I remember I lost interest in that conversation; and truth to tell, the account of the ‘magar’ in the Jumna, or the tragedy that befell Miss P . . .'s cook, or the announcement of His Excellency's coming from Lucknow, did not fascinate me as much as the presence of that young mother and her child.

So this was Kamala Nehru, the wife of Pandit Jawaharlal Nehru, the youngest among the Presidents of the Indian National Congress; a man transparently sincere to his ideal, with the manners of an aristocrat, and yet the most democratic among men.

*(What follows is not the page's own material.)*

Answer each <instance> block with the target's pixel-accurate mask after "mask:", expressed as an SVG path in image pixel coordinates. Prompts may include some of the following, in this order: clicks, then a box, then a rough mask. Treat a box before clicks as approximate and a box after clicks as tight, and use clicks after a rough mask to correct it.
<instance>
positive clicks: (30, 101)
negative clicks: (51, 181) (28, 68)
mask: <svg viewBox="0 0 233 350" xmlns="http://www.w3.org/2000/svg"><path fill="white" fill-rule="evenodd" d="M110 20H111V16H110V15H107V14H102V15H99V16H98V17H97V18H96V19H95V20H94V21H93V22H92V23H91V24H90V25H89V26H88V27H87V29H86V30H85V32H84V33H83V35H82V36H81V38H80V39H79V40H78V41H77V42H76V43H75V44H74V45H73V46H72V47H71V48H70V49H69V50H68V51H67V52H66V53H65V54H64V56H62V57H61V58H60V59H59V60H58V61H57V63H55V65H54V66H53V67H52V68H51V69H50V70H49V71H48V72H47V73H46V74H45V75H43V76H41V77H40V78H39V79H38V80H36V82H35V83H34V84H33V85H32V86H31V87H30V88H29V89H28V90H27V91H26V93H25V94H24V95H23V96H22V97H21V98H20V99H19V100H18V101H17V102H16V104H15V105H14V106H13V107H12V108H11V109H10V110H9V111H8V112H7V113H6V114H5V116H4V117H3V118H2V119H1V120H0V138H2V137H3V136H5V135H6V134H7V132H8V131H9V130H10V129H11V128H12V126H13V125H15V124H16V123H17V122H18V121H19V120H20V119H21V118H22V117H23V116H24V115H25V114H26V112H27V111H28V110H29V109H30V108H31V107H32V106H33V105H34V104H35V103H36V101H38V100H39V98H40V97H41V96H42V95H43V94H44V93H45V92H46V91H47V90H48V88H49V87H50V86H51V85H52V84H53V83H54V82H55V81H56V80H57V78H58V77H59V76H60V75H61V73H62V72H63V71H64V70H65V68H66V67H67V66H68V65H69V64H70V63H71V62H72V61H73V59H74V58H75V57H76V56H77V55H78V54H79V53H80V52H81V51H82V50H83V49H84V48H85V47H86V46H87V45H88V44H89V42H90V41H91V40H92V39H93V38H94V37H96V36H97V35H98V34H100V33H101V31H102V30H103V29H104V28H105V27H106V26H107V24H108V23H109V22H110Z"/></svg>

And probably it was this charming woman who had helped him to that unique position. I do not know; I was only a stranger and I have noted my impressions as faithfully as they came to me. But–but, I must confess Mrs. Nehru seemed to be so very different from them all who were there. There was a dignity about her which compelled one's attention; there was a sweetness about her which brought to one's mind the memory of a lost sister; a frankness and natural simplicity which went straight to one's heart.

I do not think I shall ever forget that memorable evening. It was yet early when she said ‘good-bye’, to the rest of us and went away. From some corner, suddenly a long pink ray of the setting sun touched her forehead as she went out after a long, lingering ‘namaskar’. That simple action, done I suppose in all its artlessness, had a glory of its own. I remember I mumbled something and suddenly became silent; and she went away with that pretty daughter of hers, chattering in Hindi, which was indeed pleasant to hear. So shall I leave her. Ours is a strange world, and one meets another on Life's highway like two travelers hailing each other as they cross one another. Hers was a destiny which was to lead a nation out of thraldom, through a man who had called her is own; and mine was to write about her.

But I do it willingly–gladly. For, I see through her the New Freedom, and the New Woman in India.

l ‘Letters from a father to a daughter.’ By Jawaharlal Nehru,

2 ‘Magar’ is the Indian word for crocodiles.